Helping Entrepreneurs Close the First Customer
One thing that entrepreneurs agree on is that it’s not enough to have a good product – you must also have a customer who wants it. In fact, more than four in 10 startups say a lack of market for their product was the reason their company failed, according to a study by CB Insights.
That’s why, as part of Rev1’s Investor Startup Studio, Rev1 is dedicated to helping its startups connect with first customers, and why time is dedicated to helping close the deals.
Entrepreneur Steve White, CEO of Clarivoy, a marketing technology firm, has witnessed this first-hand.
“Rev1’s network was an important component of our early success,” he told us. “The program helped us build the foundation to help us scale, including how best to sell. Rev1’s relationships and market insights enabled us to win our first national customer in a relatively short amount of time. That business led to more opportunities with other prospects in the market, and proved we were ready for prime time.”
The Rev1 team is sharing its top advice for selling, so that more startups can benefit from their unique approach to closing the first customer and beyond:
CEO Tom Walker says: Never take any meeting with a potential customer for granted. Do your homework. When you’re working on your company’s first sales, you may spend a week studying the customer and the competition just to prepare for a 30-minute call. Over time, your customer and industry knowledge will build, but problem solving and preparation, those will always be the keys to successful sales.
EVP of Investments & Venture Acceleration Wayne Embree says: It’s when you really understand your customer’s business that you can sell to them.
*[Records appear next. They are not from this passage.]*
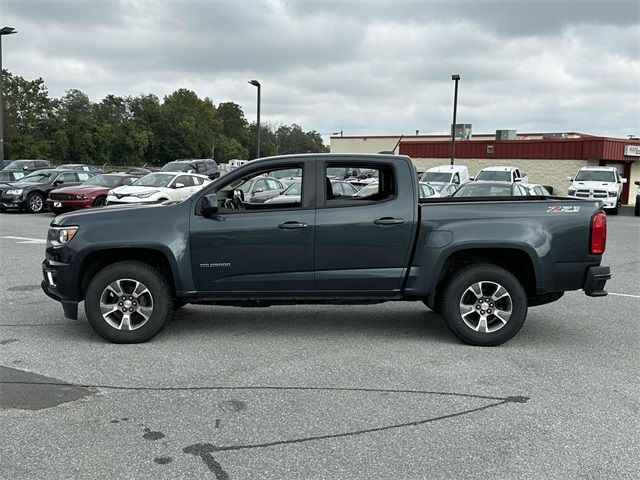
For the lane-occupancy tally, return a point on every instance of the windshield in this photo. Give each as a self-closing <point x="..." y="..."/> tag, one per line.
<point x="425" y="190"/>
<point x="499" y="176"/>
<point x="15" y="165"/>
<point x="154" y="180"/>
<point x="10" y="176"/>
<point x="483" y="190"/>
<point x="39" y="177"/>
<point x="178" y="167"/>
<point x="103" y="181"/>
<point x="294" y="189"/>
<point x="436" y="177"/>
<point x="595" y="176"/>
<point x="291" y="172"/>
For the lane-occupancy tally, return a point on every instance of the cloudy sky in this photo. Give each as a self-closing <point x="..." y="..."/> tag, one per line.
<point x="364" y="67"/>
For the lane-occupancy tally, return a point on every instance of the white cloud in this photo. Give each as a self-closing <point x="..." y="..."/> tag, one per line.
<point x="361" y="67"/>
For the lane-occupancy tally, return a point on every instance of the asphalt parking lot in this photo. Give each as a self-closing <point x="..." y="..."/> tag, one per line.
<point x="303" y="392"/>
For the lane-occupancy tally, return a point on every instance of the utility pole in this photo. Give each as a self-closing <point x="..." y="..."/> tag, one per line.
<point x="3" y="31"/>
<point x="455" y="78"/>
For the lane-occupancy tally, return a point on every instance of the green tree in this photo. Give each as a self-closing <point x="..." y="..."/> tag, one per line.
<point x="28" y="114"/>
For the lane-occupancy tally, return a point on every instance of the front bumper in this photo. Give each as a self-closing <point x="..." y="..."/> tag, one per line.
<point x="595" y="281"/>
<point x="55" y="275"/>
<point x="13" y="201"/>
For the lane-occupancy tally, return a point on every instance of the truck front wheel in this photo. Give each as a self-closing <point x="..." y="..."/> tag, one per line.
<point x="484" y="305"/>
<point x="128" y="302"/>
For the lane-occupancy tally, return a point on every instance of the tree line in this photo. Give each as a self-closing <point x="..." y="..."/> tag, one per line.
<point x="135" y="130"/>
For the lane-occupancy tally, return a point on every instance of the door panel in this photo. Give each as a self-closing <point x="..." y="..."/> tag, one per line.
<point x="249" y="252"/>
<point x="365" y="246"/>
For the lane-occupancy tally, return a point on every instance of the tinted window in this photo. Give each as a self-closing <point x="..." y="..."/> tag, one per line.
<point x="185" y="180"/>
<point x="154" y="180"/>
<point x="500" y="176"/>
<point x="483" y="190"/>
<point x="436" y="177"/>
<point x="68" y="177"/>
<point x="377" y="191"/>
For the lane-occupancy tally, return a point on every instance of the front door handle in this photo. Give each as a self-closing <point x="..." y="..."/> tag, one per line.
<point x="292" y="225"/>
<point x="389" y="221"/>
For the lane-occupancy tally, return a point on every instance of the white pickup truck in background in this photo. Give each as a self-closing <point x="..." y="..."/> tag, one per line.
<point x="598" y="183"/>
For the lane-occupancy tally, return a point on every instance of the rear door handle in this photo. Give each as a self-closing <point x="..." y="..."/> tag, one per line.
<point x="292" y="225"/>
<point x="389" y="221"/>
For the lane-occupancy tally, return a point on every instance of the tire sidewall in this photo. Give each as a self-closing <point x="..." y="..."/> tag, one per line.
<point x="152" y="279"/>
<point x="29" y="197"/>
<point x="466" y="278"/>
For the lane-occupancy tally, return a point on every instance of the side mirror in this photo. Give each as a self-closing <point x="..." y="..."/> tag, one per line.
<point x="210" y="204"/>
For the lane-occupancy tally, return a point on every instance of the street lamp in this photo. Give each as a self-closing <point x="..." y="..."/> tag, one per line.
<point x="3" y="31"/>
<point x="455" y="78"/>
<point x="256" y="83"/>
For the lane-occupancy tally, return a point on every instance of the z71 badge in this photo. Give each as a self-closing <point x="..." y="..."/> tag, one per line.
<point x="571" y="209"/>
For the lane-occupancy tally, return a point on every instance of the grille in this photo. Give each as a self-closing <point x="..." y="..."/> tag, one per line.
<point x="60" y="196"/>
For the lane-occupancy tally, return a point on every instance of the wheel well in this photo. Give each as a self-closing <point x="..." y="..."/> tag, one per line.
<point x="96" y="261"/>
<point x="515" y="261"/>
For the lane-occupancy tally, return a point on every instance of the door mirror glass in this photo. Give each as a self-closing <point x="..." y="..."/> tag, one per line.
<point x="210" y="204"/>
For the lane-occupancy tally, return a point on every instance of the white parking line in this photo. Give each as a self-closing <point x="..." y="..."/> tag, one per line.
<point x="27" y="240"/>
<point x="624" y="295"/>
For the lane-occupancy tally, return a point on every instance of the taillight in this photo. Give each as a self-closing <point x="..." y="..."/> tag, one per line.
<point x="598" y="233"/>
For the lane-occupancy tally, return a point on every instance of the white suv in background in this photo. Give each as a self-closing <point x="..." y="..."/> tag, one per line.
<point x="598" y="183"/>
<point x="158" y="187"/>
<point x="502" y="174"/>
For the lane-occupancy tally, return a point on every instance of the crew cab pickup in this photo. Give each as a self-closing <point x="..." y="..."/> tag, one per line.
<point x="481" y="262"/>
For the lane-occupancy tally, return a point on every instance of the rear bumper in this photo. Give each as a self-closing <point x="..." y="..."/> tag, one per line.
<point x="66" y="205"/>
<point x="595" y="281"/>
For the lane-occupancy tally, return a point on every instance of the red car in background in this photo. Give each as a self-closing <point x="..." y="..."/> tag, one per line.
<point x="91" y="193"/>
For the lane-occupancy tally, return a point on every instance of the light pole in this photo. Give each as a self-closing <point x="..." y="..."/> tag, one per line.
<point x="455" y="78"/>
<point x="256" y="83"/>
<point x="3" y="31"/>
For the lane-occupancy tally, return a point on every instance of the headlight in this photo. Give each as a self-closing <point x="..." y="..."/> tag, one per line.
<point x="62" y="235"/>
<point x="145" y="194"/>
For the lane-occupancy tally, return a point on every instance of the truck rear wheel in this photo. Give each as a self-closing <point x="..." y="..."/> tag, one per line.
<point x="128" y="302"/>
<point x="484" y="305"/>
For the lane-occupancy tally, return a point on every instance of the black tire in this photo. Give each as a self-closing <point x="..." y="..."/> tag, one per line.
<point x="457" y="290"/>
<point x="35" y="203"/>
<point x="152" y="279"/>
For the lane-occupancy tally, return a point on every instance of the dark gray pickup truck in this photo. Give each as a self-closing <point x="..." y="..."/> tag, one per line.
<point x="481" y="262"/>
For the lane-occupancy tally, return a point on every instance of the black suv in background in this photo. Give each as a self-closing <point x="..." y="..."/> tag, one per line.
<point x="30" y="192"/>
<point x="28" y="166"/>
<point x="203" y="166"/>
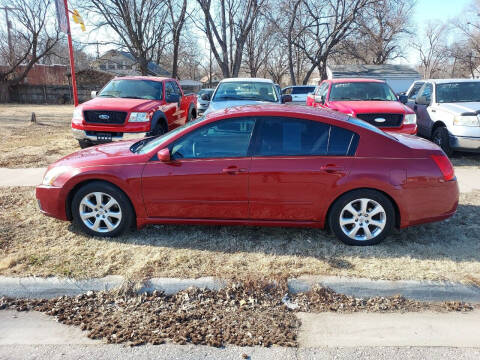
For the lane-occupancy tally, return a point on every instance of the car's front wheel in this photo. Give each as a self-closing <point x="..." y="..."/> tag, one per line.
<point x="101" y="209"/>
<point x="362" y="217"/>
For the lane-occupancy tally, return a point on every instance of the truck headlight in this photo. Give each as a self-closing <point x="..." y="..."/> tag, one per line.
<point x="53" y="174"/>
<point x="138" y="117"/>
<point x="410" y="119"/>
<point x="466" y="120"/>
<point x="77" y="113"/>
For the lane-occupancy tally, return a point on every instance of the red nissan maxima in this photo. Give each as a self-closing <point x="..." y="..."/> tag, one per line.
<point x="272" y="165"/>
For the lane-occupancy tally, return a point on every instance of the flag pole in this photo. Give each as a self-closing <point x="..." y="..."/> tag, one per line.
<point x="72" y="60"/>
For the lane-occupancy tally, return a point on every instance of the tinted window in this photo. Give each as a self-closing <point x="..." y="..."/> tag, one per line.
<point x="413" y="93"/>
<point x="136" y="89"/>
<point x="427" y="92"/>
<point x="458" y="92"/>
<point x="291" y="137"/>
<point x="221" y="139"/>
<point x="302" y="90"/>
<point x="361" y="91"/>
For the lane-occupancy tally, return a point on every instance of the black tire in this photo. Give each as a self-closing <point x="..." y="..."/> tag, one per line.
<point x="159" y="129"/>
<point x="123" y="204"/>
<point x="441" y="138"/>
<point x="387" y="217"/>
<point x="84" y="144"/>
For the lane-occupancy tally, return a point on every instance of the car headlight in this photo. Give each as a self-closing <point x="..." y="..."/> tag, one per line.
<point x="53" y="174"/>
<point x="138" y="117"/>
<point x="410" y="119"/>
<point x="77" y="113"/>
<point x="466" y="120"/>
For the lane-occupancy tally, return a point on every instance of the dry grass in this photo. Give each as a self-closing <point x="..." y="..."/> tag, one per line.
<point x="24" y="144"/>
<point x="32" y="244"/>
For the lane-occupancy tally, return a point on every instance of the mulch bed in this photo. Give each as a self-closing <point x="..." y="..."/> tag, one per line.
<point x="244" y="314"/>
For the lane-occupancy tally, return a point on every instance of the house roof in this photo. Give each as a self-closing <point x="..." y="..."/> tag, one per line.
<point x="155" y="69"/>
<point x="373" y="71"/>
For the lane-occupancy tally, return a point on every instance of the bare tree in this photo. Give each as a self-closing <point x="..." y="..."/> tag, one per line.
<point x="177" y="10"/>
<point x="141" y="26"/>
<point x="227" y="24"/>
<point x="432" y="49"/>
<point x="379" y="32"/>
<point x="32" y="40"/>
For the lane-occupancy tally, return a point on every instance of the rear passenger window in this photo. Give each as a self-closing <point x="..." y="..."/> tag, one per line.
<point x="298" y="137"/>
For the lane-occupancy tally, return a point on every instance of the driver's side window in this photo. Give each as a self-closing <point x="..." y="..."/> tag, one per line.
<point x="221" y="139"/>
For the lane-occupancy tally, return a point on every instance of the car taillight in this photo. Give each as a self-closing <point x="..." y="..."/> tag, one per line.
<point x="445" y="166"/>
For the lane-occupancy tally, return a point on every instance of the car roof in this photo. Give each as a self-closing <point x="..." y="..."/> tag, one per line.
<point x="151" y="78"/>
<point x="342" y="80"/>
<point x="446" y="81"/>
<point x="247" y="80"/>
<point x="277" y="110"/>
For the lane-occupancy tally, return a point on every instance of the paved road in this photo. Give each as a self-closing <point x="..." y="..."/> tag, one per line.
<point x="32" y="335"/>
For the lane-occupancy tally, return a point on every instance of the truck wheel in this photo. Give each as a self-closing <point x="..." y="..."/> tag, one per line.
<point x="441" y="138"/>
<point x="84" y="144"/>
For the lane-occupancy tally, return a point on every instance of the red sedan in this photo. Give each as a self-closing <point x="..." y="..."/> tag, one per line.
<point x="271" y="165"/>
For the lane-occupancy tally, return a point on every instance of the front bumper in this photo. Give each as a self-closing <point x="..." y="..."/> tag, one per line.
<point x="116" y="136"/>
<point x="465" y="143"/>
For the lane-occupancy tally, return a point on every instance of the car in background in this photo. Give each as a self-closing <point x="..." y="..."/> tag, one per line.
<point x="367" y="99"/>
<point x="203" y="100"/>
<point x="245" y="91"/>
<point x="448" y="113"/>
<point x="263" y="165"/>
<point x="298" y="92"/>
<point x="132" y="107"/>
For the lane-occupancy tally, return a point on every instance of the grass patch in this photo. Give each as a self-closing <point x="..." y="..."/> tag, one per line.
<point x="25" y="144"/>
<point x="32" y="244"/>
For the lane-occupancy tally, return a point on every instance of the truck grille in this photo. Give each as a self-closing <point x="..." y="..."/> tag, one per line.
<point x="391" y="120"/>
<point x="104" y="117"/>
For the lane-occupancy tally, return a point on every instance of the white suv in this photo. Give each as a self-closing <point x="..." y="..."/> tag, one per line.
<point x="448" y="112"/>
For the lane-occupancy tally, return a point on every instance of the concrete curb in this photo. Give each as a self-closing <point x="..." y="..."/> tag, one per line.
<point x="411" y="289"/>
<point x="36" y="287"/>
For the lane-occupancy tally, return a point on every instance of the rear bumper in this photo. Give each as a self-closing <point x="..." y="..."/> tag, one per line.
<point x="466" y="143"/>
<point x="116" y="136"/>
<point x="51" y="201"/>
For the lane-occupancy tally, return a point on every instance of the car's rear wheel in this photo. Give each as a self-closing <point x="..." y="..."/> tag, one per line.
<point x="362" y="217"/>
<point x="100" y="209"/>
<point x="441" y="138"/>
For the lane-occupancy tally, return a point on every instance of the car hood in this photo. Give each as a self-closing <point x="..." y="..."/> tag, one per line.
<point x="459" y="108"/>
<point x="106" y="154"/>
<point x="119" y="104"/>
<point x="366" y="107"/>
<point x="220" y="105"/>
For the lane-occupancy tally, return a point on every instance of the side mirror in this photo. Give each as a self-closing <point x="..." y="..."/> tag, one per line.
<point x="403" y="98"/>
<point x="173" y="98"/>
<point x="164" y="155"/>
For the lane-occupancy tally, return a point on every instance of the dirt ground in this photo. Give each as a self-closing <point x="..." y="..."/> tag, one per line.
<point x="32" y="244"/>
<point x="36" y="145"/>
<point x="24" y="144"/>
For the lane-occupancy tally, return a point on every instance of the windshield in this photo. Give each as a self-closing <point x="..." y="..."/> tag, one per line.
<point x="154" y="142"/>
<point x="247" y="90"/>
<point x="362" y="91"/>
<point x="458" y="92"/>
<point x="133" y="89"/>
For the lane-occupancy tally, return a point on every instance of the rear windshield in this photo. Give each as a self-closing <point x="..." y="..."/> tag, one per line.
<point x="458" y="92"/>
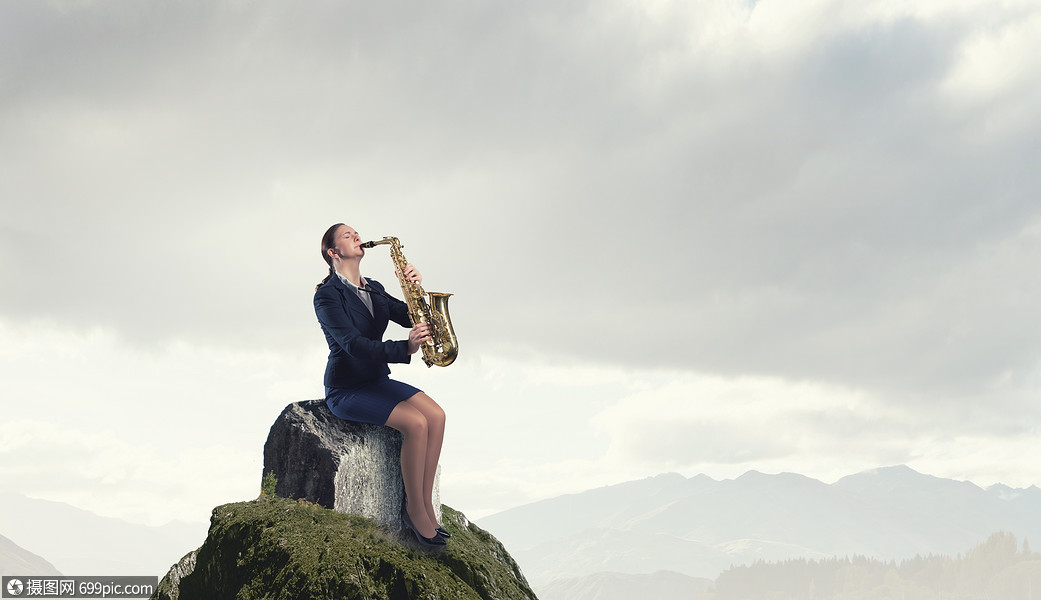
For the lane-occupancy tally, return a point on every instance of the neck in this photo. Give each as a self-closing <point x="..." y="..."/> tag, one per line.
<point x="351" y="270"/>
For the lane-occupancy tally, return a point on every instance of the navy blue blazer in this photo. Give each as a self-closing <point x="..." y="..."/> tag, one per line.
<point x="357" y="352"/>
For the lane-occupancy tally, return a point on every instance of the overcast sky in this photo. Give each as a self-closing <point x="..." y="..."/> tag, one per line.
<point x="699" y="236"/>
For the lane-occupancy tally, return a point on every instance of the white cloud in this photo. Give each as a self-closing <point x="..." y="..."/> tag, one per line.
<point x="742" y="234"/>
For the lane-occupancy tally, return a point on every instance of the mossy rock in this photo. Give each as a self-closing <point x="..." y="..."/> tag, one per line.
<point x="279" y="549"/>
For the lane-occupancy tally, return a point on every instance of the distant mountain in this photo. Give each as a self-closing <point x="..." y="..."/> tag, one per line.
<point x="619" y="586"/>
<point x="18" y="560"/>
<point x="81" y="543"/>
<point x="700" y="526"/>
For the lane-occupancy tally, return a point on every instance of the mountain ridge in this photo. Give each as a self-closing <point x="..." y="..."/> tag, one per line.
<point x="889" y="513"/>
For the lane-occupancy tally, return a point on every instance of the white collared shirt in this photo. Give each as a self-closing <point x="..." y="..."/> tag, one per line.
<point x="363" y="296"/>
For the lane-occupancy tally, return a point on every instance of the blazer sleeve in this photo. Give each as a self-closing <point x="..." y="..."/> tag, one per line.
<point x="399" y="310"/>
<point x="330" y="311"/>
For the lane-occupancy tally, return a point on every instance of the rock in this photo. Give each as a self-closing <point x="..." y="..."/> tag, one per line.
<point x="170" y="586"/>
<point x="349" y="467"/>
<point x="280" y="549"/>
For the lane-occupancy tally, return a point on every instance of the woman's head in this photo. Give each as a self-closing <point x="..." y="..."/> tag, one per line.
<point x="329" y="243"/>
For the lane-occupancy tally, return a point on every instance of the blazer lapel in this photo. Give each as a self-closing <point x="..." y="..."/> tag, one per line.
<point x="351" y="299"/>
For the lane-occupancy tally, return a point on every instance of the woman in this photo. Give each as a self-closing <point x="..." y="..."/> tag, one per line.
<point x="354" y="313"/>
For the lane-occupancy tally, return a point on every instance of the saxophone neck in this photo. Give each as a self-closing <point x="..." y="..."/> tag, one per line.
<point x="388" y="240"/>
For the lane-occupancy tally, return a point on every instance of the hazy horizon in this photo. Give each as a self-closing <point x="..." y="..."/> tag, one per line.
<point x="704" y="236"/>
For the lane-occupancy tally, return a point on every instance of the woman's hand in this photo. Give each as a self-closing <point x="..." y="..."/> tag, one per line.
<point x="411" y="274"/>
<point x="416" y="336"/>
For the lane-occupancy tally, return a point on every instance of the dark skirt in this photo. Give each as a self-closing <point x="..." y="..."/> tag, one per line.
<point x="370" y="402"/>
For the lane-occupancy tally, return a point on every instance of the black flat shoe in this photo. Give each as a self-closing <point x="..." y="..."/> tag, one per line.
<point x="435" y="542"/>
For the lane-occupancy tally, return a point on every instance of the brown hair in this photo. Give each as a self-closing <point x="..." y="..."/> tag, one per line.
<point x="328" y="243"/>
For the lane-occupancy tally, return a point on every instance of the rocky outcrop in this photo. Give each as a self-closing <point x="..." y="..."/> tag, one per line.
<point x="279" y="549"/>
<point x="352" y="468"/>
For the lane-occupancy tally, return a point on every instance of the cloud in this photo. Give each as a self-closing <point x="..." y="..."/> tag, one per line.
<point x="802" y="192"/>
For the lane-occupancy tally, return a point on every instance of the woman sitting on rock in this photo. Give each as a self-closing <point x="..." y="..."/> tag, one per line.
<point x="354" y="313"/>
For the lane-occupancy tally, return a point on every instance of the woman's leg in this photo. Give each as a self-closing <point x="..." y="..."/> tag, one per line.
<point x="435" y="436"/>
<point x="412" y="424"/>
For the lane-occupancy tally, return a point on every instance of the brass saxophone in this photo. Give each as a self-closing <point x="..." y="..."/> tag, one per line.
<point x="442" y="346"/>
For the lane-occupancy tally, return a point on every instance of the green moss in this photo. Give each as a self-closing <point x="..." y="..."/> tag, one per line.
<point x="274" y="548"/>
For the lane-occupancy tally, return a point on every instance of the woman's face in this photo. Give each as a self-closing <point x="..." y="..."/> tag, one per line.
<point x="348" y="243"/>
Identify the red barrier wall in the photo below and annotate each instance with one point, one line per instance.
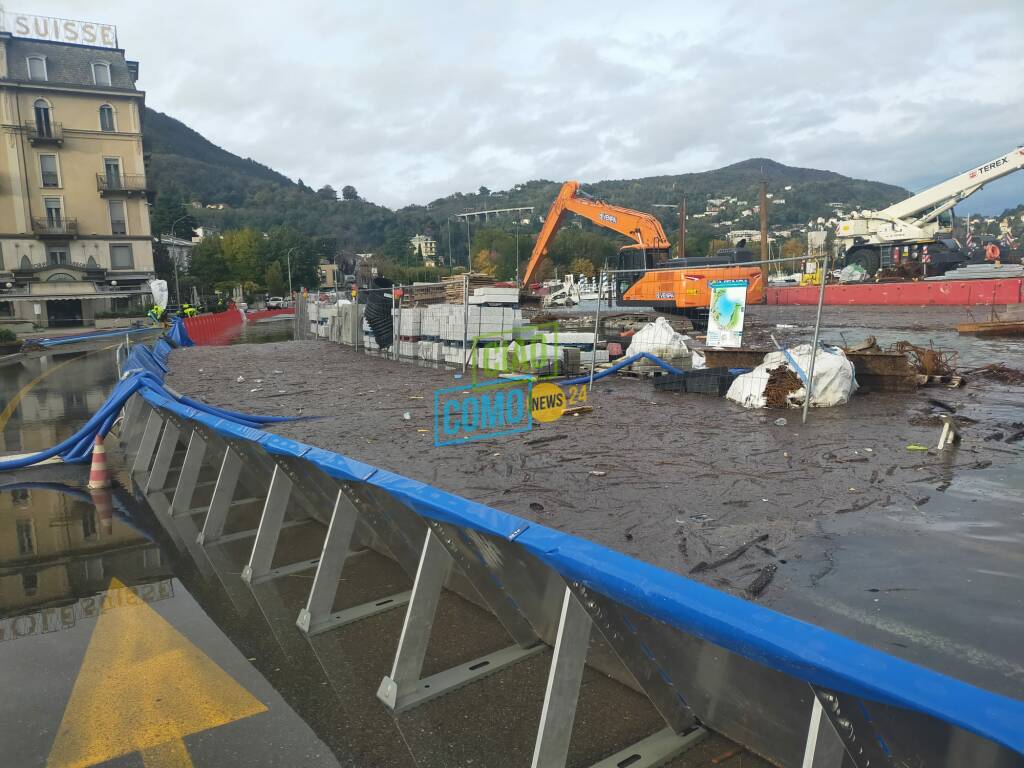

They will trust you because you demonstrate that you actually recognize that their business is more than the problem that you are trying to solve. When you put it in terms of how your product makes their relationship to their customers better, that will secure them to you as a customer.
Managing Director of Ohio TechAngel Funds Parker MacDonell says: Look for prospective first customers who have a track record of doing business with early-stage companies. Ask someone who knows you personally to introduce you to someone she or he knows personally at the prospect company. That removes some of the uncertainty the prospect might feel at doing business with a young company led by an entrepreneur whom they’ve never met.
Chief Operating Officer Kristy Campbell says: Your first customer is extra important because you’ll need them as a reference to land your second and third customer. So it’s critical your product or service can provide the value required to ensure they come away from the process as an active advocate for your work.
Be bold and ask obligating questions of your prospects in order to understand their intentions and your opportunity for working with them and growing with them. It also helps you identify the early adopters – the visionaries and technology enthusiasts. Those are the customers who take a risk when no one else will. They help you make your product what it needs to be. They give you credibility, and often times, they become your friends.